Testimony on CBO’s Budget and Economic Outlook: 2020 to 2030
CBO Director Phillip Swagel testifies about The Budget and Economic Outlook: 2020 to 2030 before the House Budget Committee.
CBO projects continued economic growth and job creation over the coming decade but also a worrisome trajectory for the federal budget. Not since World War II has the country seen deficits during times of low unemployment that are as large as those that we project—nor, in the past century, has it experienced large deficits for as long as we project.
We project that real gross domestic product (GDP) will expand at a solid rate of 2.2 percent this year, driving continued job creation and a historically low unemployment rate. We anticipate that consumer spending, spurred by rising wages and household wealth, will remain strong; we also expect business investment to rebound as several of the factors that weighed on it last year abate. In particular, we expect higher oil prices to boost investment in the energy sector and the impact of trade barriers on economic growth to diminish.
We also project that for several years, the economy will be producing more than what we estimate to be its sustainable level of output, leading to higher inflation and interest rates after a decade in which both remained low, on average. In our projections for the later years of the coming decade, GDP growth moderates and settles back to its maximum sustainable rate of 1.7 percent. That maximum sustainable rate is projected to be lower than its long-term historical average, mainly because the population is aging and the labor force is expected to grow more slowly than it has in the past.
In our projections, which incorporate the assumption that current laws governing taxes and spending generally remain unchanged, the federal budget deficit is $1.0 trillion this year and averages $1.3 trillion per year between 2021 and 2030. Measured as a percentage of economic output, the deficit widens from 4.6 percent of GDP in 2020 to 5.4 percent in 2030. Over the past 50 years, the average annual deficit equaled 3.0 percent of GDP, and it was generally much smaller when the economy was strong.
Revenues and Spending
Revenues will grow in our expanding economy. If current laws did not change, federal revenues would rise from 16.4 percent of GDP in 2020 to 18.0 percent of GDP in 2030. Those projections reflect a scheduled increase in individual income taxes at the end of 2025, among other things.
Spending is projected to grow more than revenues, widening the gap between the two. In our projections, federal outlays climb from 21.0 percent of GDP to 23.4 percent over the next decade. That growth has two sources: increased spending for mandatory programs and interest on federal debt.
The increase in mandatory outlays over the decade—from 12.9 percent of GDP to 15.2 percent—is attributable partly to the aging of the population. Another major factor is the growth of health care costs, which has slowed in recent years but is still projected to be faster than economic growth. Those two long-term trends affect Social Security and Medicare in particular, and they are expected to persist beyond 2030.
As for the increase in interest spending, one of its causes is the large deficits, which lead the federal government to borrow more each year in our projections. Another cause is rising interest rates over the next decade. All in all, the federal government’s net interest outlays are projected to increase from 1.7 percent of GDP in 2020 to 2.6 percent in 2030.
As a result of the persistently large deficits, federal debt held by the public is projected to rise to $31.4 trillion at the end of 2030—an amount equal to 98 percent of GDP. At that point, debt would be higher as a percentage of GDP than at any point since just after World War II and more than double what it has averaged over the past 50 years. We project that the gap between spending and revenues would continue to widen over the following two decades and that debt would reach 180 percent of GDP by 2050, well above the highest percentage ever recorded in the United States. And it would be headed still higher.
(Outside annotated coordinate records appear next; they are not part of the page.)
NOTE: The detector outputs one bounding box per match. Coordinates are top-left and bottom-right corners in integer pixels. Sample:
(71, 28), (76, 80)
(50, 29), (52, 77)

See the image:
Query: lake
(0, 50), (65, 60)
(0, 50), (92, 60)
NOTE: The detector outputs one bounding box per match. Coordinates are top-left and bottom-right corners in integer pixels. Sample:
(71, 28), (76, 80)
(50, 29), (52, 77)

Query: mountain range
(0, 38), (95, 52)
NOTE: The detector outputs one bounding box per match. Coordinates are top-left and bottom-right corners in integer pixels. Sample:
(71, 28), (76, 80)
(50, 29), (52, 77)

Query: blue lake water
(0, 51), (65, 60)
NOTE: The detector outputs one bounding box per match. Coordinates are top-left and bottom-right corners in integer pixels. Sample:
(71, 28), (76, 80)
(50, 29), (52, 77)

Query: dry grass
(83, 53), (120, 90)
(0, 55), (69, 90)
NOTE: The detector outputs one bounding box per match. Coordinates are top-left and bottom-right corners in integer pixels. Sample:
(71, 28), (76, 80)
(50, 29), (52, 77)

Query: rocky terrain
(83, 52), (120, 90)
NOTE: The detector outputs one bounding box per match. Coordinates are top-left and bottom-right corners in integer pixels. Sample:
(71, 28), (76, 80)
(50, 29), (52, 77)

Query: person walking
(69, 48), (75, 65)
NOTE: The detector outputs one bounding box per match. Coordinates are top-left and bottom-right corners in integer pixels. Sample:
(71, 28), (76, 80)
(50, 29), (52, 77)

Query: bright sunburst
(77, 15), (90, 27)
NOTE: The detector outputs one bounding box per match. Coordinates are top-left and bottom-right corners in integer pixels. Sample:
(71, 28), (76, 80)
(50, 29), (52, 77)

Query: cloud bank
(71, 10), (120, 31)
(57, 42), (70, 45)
That debt path would dampen economic output over time. Rising interest costs associated with the debt would increase interest payments to foreign debt holders and thus reduce the income of U.S. households by increasing amounts. Such a significant increase in federal borrowing would also elevate the risk of a fiscal crisis. In addition, it could limit lawmakers’ ability to adopt deficit-financed fiscal policies to respond to unforeseen events or for other purposes. Negative economic and financial effects that were less abrupt but still significant—such as expectations of higher inflation or an increased burden of financing public and private activity—would also have a greater chance of occurring. Those effects would worsen the consequences associated with high and rising federal debt.
The U.S. economy is doing well, with low unemployment and rising wages that have drawn people off the sidelines and back into the labor force. But the economy’s performance makes the large and growing deficit all the more noteworthy. To be sure, interest rates remain low today, suggesting that there is time to address our fiscal challenges and that fiscal policy could be used as a tool to address other challenges facing the nation, if the Congress chose to do so. But our projections also suggest that over the long term, changes in fiscal policy must be made to address the budget situation, because our debt is growing on an unsustainable path.